Por el cinismo con el que la corruptela de la clase política se exhibe en los medios, la población reacciona iracunda ante cualquier propuesta que provenga del sector público, así sea federal, estatal o municipal.

Existen sobradas razones para ello, pero eso no significa que los mexicanos pensemos que como todo “lo público” es corrupto, entonces todo “lo privado” es honesto ¡No somos tan torpes!

De hecho, aplicando el viejo refrán que nos recuerda que “tanto peca el que mata la vaca como el que le agarra la pata”, pensaríamos que no hay empresa privada que hubera tenido o que tenga “quehaceres” con el sector público que se salve, especialmente en un país en el que reinan los monopolios y oligopolios.

Es más ¿cómo hablar de un sector privado impoluto, cuando somos una nación que se caracteriza por la concentración de mercados en los sectores económicos más importantes, y que necesariamente para obtener su concesión o mantener ese poder tuvieron que recurrir a la protección de algún órgano de gobierno?

Contamos con un sector financiero altamente concentrado, que fija condiciones exorbitantes con las que ahogan a pequeños empresarios, y a la micro, pequeña y mediana empresa, y todo bajo la mirada impasible de la Secretaría de Hacienda y sus reguladores: Banco de México y la Comisión Bancaria y de Valores.

Nos preciamos de nuestros cuasi monopolios: cemento y concreto; harina de maíz; semillas; distribución de pan procesado; transporte; ferrocarriles; tiendas de autoservicio y departamentales; mineral del cobre; telecomunicaciones; televisión abierta; televisión de paga, sólo por poner algunos ejemplos.

Todos ellos —sector privado— argumentan que su éxito es resultado de su atinada administración y férreo control de gastos, especialmente el aplicado a mantener salarios bajos: receta infalible para la concentración de riqueza y desigualdad económica en nuestro país.

Es ese sector privado, representado por el Consejo Coordinador Empresarial (CCE), quién a través de su presidente, Juan Pablo Castañón, en rueda de prensa del martes pasado señaló que en relación con la renegociación del Tratado de Libre Comercio de América del Norte (TLCAN) “Existe una posibilidad de que nos levantemos de la mesa. ¿Cuáles pueden ser las causas?
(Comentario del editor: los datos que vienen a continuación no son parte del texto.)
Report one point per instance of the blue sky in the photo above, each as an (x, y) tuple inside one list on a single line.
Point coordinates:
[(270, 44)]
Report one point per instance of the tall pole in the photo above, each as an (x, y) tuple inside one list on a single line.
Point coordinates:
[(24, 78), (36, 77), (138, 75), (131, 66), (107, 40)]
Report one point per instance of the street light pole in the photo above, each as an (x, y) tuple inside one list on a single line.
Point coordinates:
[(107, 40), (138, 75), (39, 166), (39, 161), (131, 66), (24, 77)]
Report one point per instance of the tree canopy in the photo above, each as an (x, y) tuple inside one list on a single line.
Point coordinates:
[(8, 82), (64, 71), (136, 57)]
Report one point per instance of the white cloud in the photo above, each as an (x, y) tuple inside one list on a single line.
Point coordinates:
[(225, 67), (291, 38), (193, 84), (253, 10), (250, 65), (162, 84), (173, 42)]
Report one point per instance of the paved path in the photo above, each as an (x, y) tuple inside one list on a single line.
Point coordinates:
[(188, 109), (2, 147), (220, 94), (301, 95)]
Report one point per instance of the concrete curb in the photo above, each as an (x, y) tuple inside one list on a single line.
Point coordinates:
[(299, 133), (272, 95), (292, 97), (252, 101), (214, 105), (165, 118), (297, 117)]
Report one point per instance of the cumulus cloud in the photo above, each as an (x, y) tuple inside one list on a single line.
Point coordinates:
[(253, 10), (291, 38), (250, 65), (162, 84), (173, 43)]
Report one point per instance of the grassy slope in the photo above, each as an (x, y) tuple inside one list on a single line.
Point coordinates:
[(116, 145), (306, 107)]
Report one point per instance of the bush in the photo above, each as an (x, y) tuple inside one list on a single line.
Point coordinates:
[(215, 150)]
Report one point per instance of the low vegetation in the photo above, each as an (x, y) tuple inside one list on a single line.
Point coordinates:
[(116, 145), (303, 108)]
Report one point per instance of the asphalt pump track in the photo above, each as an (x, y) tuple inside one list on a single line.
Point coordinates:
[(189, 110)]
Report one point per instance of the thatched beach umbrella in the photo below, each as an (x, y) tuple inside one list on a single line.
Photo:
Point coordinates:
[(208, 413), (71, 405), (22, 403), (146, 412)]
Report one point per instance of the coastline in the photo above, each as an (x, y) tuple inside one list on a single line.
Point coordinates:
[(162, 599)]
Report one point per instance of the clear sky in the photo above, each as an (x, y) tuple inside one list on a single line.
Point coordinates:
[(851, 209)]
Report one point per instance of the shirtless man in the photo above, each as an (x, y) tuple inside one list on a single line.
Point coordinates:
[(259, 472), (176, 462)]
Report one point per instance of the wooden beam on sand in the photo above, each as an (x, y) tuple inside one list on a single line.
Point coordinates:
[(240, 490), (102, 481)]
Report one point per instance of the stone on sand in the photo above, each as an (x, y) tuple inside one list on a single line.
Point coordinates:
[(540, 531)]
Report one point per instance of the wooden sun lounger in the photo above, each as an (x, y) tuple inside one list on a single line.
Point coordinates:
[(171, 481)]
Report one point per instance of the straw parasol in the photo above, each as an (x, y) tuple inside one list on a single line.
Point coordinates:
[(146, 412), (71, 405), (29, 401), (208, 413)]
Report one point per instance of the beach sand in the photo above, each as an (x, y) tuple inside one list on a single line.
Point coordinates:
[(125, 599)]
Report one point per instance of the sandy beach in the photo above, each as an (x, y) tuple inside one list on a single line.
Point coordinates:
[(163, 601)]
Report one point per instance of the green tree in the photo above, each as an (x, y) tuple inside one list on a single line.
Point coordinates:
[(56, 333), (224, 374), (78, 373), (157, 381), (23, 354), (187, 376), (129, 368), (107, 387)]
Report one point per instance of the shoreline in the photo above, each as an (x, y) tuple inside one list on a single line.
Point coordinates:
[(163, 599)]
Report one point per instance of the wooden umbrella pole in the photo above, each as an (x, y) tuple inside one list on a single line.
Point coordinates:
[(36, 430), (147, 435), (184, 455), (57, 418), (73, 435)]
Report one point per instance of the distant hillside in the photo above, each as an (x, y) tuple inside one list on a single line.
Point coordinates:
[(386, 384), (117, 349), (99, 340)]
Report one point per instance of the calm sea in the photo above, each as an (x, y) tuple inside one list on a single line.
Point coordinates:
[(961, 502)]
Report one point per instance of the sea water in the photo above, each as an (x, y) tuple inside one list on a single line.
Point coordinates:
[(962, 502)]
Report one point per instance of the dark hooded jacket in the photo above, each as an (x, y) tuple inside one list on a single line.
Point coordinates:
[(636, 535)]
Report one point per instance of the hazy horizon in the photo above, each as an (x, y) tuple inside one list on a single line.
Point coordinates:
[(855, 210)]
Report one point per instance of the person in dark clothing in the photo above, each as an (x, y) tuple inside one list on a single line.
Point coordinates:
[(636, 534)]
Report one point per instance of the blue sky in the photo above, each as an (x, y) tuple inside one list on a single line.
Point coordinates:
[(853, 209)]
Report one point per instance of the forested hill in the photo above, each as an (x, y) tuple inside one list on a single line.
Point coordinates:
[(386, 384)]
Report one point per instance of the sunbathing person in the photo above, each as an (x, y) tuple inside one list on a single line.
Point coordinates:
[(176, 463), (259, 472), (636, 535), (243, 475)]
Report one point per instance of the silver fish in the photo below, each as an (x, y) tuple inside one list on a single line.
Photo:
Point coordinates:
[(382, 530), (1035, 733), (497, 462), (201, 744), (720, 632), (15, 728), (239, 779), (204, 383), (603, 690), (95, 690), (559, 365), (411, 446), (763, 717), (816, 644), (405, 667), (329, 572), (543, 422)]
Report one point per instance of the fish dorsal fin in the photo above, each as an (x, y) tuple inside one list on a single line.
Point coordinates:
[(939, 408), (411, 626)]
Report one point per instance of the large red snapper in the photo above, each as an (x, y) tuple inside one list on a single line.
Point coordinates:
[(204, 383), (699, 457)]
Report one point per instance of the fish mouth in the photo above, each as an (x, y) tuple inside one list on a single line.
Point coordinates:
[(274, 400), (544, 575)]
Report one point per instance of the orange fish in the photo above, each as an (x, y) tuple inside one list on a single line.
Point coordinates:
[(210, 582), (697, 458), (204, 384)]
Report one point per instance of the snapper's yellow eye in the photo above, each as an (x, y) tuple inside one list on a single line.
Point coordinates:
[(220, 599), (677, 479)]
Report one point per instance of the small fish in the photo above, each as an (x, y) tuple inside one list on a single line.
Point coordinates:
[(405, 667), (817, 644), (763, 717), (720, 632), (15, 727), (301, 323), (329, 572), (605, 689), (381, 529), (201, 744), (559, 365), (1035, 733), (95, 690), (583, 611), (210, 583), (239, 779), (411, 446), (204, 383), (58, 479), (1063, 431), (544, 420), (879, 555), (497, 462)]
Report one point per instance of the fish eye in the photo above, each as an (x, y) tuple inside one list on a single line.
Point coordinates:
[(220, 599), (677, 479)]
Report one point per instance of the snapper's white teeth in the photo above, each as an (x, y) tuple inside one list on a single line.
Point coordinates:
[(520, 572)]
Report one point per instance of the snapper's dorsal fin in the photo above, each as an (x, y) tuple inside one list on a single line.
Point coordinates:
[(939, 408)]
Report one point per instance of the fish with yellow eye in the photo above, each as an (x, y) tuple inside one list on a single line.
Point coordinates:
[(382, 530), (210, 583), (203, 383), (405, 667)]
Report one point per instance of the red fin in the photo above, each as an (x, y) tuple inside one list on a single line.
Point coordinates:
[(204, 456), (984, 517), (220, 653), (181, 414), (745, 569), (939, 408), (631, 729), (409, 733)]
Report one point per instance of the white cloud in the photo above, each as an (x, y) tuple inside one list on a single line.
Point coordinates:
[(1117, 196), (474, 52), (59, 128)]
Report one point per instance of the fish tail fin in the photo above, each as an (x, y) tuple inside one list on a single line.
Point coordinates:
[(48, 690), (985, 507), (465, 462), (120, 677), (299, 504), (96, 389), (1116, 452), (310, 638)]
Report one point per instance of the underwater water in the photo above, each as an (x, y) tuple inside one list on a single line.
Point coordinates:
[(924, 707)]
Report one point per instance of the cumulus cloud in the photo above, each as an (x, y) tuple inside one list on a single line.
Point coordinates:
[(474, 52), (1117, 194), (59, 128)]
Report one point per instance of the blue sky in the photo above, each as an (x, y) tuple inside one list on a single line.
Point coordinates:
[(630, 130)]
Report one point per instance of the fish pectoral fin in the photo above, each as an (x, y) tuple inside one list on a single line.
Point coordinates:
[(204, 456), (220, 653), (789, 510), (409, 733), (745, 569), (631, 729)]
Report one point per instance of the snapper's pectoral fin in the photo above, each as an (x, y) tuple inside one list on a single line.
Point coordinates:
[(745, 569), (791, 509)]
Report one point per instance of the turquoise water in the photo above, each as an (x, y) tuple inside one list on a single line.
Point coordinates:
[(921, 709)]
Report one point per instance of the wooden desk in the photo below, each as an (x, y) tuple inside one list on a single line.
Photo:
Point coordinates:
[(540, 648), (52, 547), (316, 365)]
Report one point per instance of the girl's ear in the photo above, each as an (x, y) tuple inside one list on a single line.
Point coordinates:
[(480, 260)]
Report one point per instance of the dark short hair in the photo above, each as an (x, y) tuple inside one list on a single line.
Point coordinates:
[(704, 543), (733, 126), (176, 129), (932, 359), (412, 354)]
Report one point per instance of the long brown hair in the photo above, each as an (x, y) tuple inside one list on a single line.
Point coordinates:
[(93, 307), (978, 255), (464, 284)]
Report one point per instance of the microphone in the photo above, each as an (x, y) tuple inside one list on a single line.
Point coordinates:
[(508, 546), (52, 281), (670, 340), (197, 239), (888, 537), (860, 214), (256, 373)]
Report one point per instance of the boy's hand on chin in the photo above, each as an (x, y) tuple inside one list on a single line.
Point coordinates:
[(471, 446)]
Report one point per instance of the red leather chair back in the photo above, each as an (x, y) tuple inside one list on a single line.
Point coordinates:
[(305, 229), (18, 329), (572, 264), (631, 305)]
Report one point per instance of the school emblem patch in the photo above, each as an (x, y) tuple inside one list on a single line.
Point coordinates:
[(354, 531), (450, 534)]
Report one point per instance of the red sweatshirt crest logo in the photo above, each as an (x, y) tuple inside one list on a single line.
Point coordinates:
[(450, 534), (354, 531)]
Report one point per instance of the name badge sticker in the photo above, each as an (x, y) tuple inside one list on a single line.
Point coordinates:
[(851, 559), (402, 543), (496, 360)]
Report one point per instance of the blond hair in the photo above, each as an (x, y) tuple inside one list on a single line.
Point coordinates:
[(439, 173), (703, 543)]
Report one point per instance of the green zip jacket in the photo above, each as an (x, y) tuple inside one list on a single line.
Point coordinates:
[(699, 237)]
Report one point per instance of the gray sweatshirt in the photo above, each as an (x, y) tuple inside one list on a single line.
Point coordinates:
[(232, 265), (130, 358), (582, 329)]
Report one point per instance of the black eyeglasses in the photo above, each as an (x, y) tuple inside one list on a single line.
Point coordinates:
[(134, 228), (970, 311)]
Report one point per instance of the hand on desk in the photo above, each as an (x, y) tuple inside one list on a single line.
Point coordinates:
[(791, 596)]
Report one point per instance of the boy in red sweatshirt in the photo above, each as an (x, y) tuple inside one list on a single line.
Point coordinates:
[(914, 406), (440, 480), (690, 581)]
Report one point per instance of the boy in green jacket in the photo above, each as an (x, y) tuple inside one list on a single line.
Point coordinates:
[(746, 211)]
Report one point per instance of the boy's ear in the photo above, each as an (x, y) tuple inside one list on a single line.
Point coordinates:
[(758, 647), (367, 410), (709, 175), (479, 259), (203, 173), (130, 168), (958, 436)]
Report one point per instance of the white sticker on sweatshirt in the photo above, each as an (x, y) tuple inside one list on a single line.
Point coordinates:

Pues que no podamos cumplir con lo que los socios nos pidan, con circunstancias que ya no estén con la realidad de México”.

Ante tamaña declaración, que contrasta en forma sorprendente con las posiciones adoptadas hasta la fecha, me parece que son dos los temas sobre los que es imprescindible reflexionar:

El primero se relaciona con las causas que llevaron al CCE a cambiar tan radicalmente su postura respecto al TLCAN.

En mi opinión, aunque su argumento lo basen en la torpe propuesta estadounidense de aplicar un control estacional de las exportaciones de fresa y blueberries (que parece buscapiés); la realidad es que, lo que para el CCE y sus asociados es inaceptable, es la demanda canadiense vinculada a la mejora salarial y el desarrollo de las condiciones laborales de los asalariados mexicanos, especialmente en manufacturas.

No, eso no implicaría inflación. De hecho, una mejora salarial no tiene porqué ser transferida al precio de los bienes y servicios, basta una reducción en las expectativas de retorno de inversión por parte de los accionistas de cualquier empresa. Es decir, una mejor distribución de la riqueza, alineada con estándares internacionales.

El segundo, que es de llamar la atención, es el atrevimiento del sector privado para determinar cuando México, como nación, debe levantarse de la mesa de la negociación de un tratado internacional.

¿Quién es el CCE para decidir si México se levanta de las negociaciones? Las definiciones del actuar de nuestro Estado mexicano le corresponden al Presidente de la República y al Senado.

Con respeto al señor Castañón, le pido que recuerde que como representante del muy puro y honesto sector privado, a él y a los suyos apenas les corresponde asesorar desde el cuarto de al lado.